É proposta uma atenção especial aos jovens, considerando que estes devem ser interpelados a serem protagonistas da vida comunitária “assumindo serviços e ministérios, organizando atividades pastorais e integrando-se nas equipas de animação pastoral”.
Integrar a pessoa com deficiência e dar voz aos pobres
No relatório da CEP é dada especial atenção à integração das pessoas com deficiência, reconhecendo que muitas delas “vivem uma condição de solidão próxima ao abandono, chegando mesmo a sentirem-se invisíveis para a sociedade”.
“A Igreja tem a missão de se aproximar” das pessoas com deficiência para “escutá-las, acolhê-las e acompanhá-las, combatendo a cultura do descarte”.
“É necessário remover barreiras físicas e atitudinais para uma plena participação de todos”, refere o texto que propõe que “as comunidades cristãs devem integrar pessoas com deficiência nos seus Conselhos Pastorais como forma de reconhecer e valorizar as suas capacidades apostólicas”.
Ao mesmo tempo, neste relatório são lembrados os pobres sendo feita a recomendação de “um esforço no sentido de mais proatividade na consciência e prática da caridade”. São sugeridas “formas de integração dos pobres que vão para além do assistencialismo” num esforço que envolva paróquias e Instituições Particulares de Solidariedade Social (IPSS), refere o documento.
Pedagogia sinodal na formação dos ministros ordenados
Segundo o relatório da CEP “para uma Igreja sinodal em missão urge reconhecer a necessidade de formação de todos os membros da Igreja.
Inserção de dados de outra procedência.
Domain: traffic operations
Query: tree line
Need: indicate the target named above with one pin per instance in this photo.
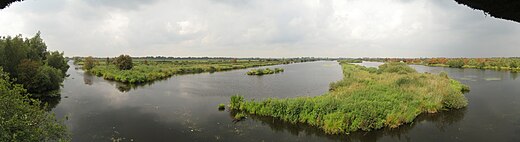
(28, 62)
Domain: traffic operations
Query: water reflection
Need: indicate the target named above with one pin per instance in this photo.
(442, 121)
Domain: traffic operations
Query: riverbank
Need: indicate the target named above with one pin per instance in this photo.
(366, 99)
(144, 71)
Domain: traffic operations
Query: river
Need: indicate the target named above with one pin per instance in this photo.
(184, 107)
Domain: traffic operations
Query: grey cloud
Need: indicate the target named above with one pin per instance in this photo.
(263, 28)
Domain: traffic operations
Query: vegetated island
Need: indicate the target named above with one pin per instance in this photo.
(508, 64)
(365, 99)
(264, 71)
(141, 70)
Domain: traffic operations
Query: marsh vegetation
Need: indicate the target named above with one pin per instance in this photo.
(510, 64)
(123, 69)
(365, 99)
(264, 71)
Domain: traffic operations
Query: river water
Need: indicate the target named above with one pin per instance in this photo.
(184, 108)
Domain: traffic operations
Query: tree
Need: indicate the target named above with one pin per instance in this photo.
(27, 72)
(124, 62)
(37, 78)
(28, 61)
(56, 60)
(23, 119)
(89, 63)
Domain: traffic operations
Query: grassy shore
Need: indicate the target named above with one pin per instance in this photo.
(508, 64)
(147, 71)
(365, 99)
(264, 71)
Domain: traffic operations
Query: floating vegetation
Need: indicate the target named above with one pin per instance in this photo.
(240, 116)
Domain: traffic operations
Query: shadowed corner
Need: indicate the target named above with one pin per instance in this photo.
(503, 9)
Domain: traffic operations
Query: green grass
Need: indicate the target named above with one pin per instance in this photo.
(264, 71)
(221, 106)
(365, 99)
(149, 71)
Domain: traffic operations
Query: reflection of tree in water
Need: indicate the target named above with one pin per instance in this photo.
(514, 75)
(441, 121)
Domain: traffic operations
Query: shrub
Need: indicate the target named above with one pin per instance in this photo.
(455, 63)
(124, 62)
(396, 67)
(22, 119)
(89, 63)
(221, 106)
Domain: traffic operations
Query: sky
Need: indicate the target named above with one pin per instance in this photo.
(263, 28)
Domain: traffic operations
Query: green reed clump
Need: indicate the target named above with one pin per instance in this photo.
(364, 100)
(264, 71)
(221, 106)
(149, 71)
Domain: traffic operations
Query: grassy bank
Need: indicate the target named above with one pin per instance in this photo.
(509, 64)
(264, 71)
(365, 99)
(149, 70)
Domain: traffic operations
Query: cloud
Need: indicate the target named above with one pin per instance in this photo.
(266, 28)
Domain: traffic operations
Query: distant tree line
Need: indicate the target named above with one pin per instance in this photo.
(29, 63)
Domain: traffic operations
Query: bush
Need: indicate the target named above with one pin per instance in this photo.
(363, 100)
(89, 63)
(221, 106)
(396, 67)
(22, 119)
(264, 71)
(124, 62)
(455, 63)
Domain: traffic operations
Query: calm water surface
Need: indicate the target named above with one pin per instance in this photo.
(184, 108)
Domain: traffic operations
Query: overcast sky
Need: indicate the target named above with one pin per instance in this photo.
(263, 28)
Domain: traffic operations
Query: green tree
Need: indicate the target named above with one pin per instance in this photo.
(56, 60)
(37, 50)
(89, 63)
(37, 78)
(124, 62)
(22, 119)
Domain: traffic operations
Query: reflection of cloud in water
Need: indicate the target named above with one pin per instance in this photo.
(492, 79)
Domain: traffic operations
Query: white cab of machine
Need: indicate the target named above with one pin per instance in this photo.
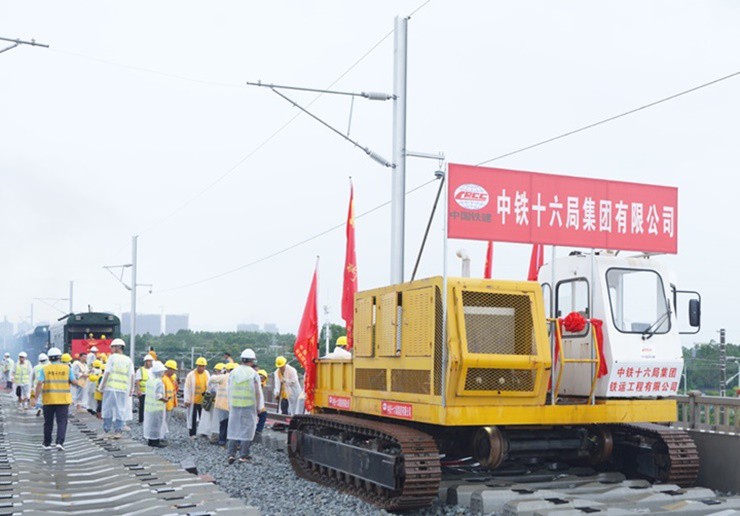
(635, 299)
Caminhar juntos requer a capacidade de utilizar uma linguagem comum enriquecida pelos diferentes idiomas que decorrem da diversidade de dons, carismas, vocações e ministérios”.
Especial atenção “deve ser dada à formação dos ministros ordenados, incluindo nos planos formativos uma pedagogia sinodal de modo a fomentar capacidades de liderança e evitar mentalidades clericalizadas e clericalizantes. É urgente que a formação seja orientada para a corresponsabilidade”, refere o documento.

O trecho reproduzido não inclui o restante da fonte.